Ankara Cumhuriyet Başsavcılığı, canlı bombalardan birinin Suruç bombacısının ağabeyi Yunus Emre Alagöz olduğunu, diğerinin de fotoğrafla teşhisi yapıldığını ve açık kimliğinin belirlenmesi için çalışmaların devam ettiğini, bombacılara yardım ettikleri düşünülen toplam Başbakan Ahmet Davutoğlu saldırının ardından 3 gün süreyle seçim miting ve çalışmalarını iptal edildiğini açıklamış, bununla birlikte 3 gün ulusal yas ilân edildiğini açıkladı. Cumhuriyet Halk Partisi, Olayın gerçekleştiği gün gerçekleşecek olan parti programının iptal edildiği açıklanmıştır. Genel Başkan Kemal Kılıçdaroğlu terörizme karşı her türlü işbirliğine açık olduklarını duyurmuş, CHP Merkez Yönetim Kurulu ise “Güvenlik ve istihbarat kurumlarının hangi gerekçeyle böyle büyük bir zaaf içerisinde olduğunun araştırılmasını talep ediyoruz. Bu olayda ihmali olan tüm siyasi sorumluların gecikmiş de olsa istifa etmelerini bekliyoruz” şeklinde bir açıklama yaptı.
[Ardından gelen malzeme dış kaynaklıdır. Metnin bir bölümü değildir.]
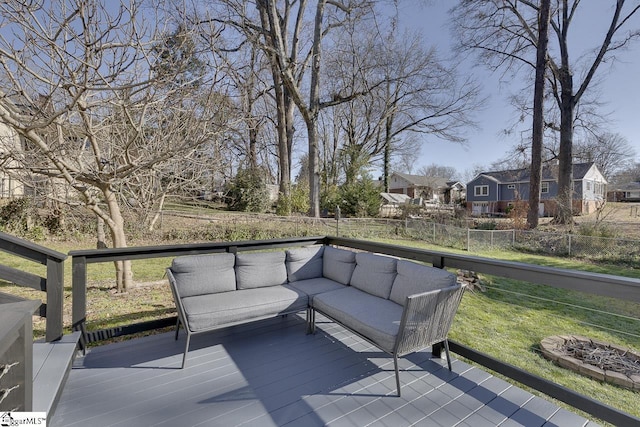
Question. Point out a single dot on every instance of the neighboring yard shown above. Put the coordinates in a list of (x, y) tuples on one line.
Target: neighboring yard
[(507, 321)]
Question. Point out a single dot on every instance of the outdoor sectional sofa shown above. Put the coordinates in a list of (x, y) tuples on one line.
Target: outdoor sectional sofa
[(399, 306)]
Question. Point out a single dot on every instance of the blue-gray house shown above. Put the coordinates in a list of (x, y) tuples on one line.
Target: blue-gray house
[(492, 193)]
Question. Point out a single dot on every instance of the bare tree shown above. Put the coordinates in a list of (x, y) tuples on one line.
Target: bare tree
[(537, 140), (80, 89), (504, 33), (412, 93)]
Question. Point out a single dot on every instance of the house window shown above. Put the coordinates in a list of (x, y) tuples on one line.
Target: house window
[(544, 187), (481, 190)]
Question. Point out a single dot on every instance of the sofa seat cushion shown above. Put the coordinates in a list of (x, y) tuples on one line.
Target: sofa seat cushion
[(260, 269), (414, 278), (316, 286), (374, 274), (376, 318), (205, 312), (304, 263)]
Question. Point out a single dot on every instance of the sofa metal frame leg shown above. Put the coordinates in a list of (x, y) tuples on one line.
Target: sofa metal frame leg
[(186, 350), (177, 328), (446, 350), (395, 364), (309, 324)]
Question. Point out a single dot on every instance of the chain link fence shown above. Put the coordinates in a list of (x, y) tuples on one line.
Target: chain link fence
[(616, 250), (574, 245)]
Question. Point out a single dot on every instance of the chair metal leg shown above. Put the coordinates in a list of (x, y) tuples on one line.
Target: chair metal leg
[(395, 363), (446, 350), (309, 326), (186, 350), (177, 328)]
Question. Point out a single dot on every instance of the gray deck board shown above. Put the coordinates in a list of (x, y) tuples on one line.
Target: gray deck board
[(270, 373)]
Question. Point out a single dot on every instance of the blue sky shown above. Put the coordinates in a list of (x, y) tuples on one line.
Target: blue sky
[(620, 89)]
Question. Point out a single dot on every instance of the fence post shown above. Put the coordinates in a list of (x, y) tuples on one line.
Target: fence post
[(79, 297), (55, 299)]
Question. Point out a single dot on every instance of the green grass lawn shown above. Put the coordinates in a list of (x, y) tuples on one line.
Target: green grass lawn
[(508, 321)]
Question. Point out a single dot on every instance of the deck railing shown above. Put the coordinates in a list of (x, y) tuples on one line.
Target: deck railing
[(52, 284), (593, 283)]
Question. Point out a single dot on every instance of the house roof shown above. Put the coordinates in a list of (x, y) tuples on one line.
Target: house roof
[(548, 173), (426, 181), (630, 186), (395, 198)]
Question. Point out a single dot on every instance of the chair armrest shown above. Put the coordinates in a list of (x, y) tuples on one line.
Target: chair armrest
[(427, 318), (176, 298)]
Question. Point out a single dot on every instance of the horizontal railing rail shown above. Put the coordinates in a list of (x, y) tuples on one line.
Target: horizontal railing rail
[(592, 283), (52, 284)]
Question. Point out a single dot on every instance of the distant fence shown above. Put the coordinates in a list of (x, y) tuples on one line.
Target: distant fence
[(573, 245), (456, 235)]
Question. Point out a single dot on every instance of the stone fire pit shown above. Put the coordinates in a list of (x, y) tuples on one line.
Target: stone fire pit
[(599, 360)]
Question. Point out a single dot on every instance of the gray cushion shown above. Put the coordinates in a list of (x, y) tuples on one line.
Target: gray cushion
[(374, 274), (316, 286), (415, 278), (338, 264), (256, 270), (204, 274), (376, 318), (304, 263), (205, 312)]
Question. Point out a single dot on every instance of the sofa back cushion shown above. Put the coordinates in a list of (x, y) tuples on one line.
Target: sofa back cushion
[(204, 274), (338, 264), (416, 278), (257, 270), (374, 274), (304, 263)]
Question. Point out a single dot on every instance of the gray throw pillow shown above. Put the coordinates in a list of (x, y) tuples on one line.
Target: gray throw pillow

HDP eş başkanı Selahattin Demirtaş, “Zulme karşı boyun eğmeyenlerin direnişiyle bu günleri atlatacağız, ancak hukuk çerçevesinde bunun hesabını da soracağız” diyerek tepki verdi.
Milliyetçi Hareket Partisi Genel Başkanı Devlet Bahçeli, “Türkiye AKP’nin teröre sempatik ve sıcak bakışının, dış politikadaki tarafgir ve gayri milli yaklaşımın bedelini ödemektedir. Canlı bombalar başkentimize kadar gelebilmeyi göze almışken, güvenlik ve istihbarat kurumlarının bundan habersiz kalmaları bir başka sorgulanması, üzerine gidilmesi gereken sorumsuzluk ve ihmalkârlıktır” yorumunu yaptı.
Birçok kişinin hayallerini söndüren bu saldırı, Türkiye Cumhuriyetine yönelik bir saldırıydı. Bu olayda güvenlik zaafiyeti olduğu iddiaları hala dile getiriliyor.
Perde arkasında kimler olduğu, neden yakalanmadıkları ise merak konusu.
Allah böylesine bir acıyı bir daha yaşatmasın.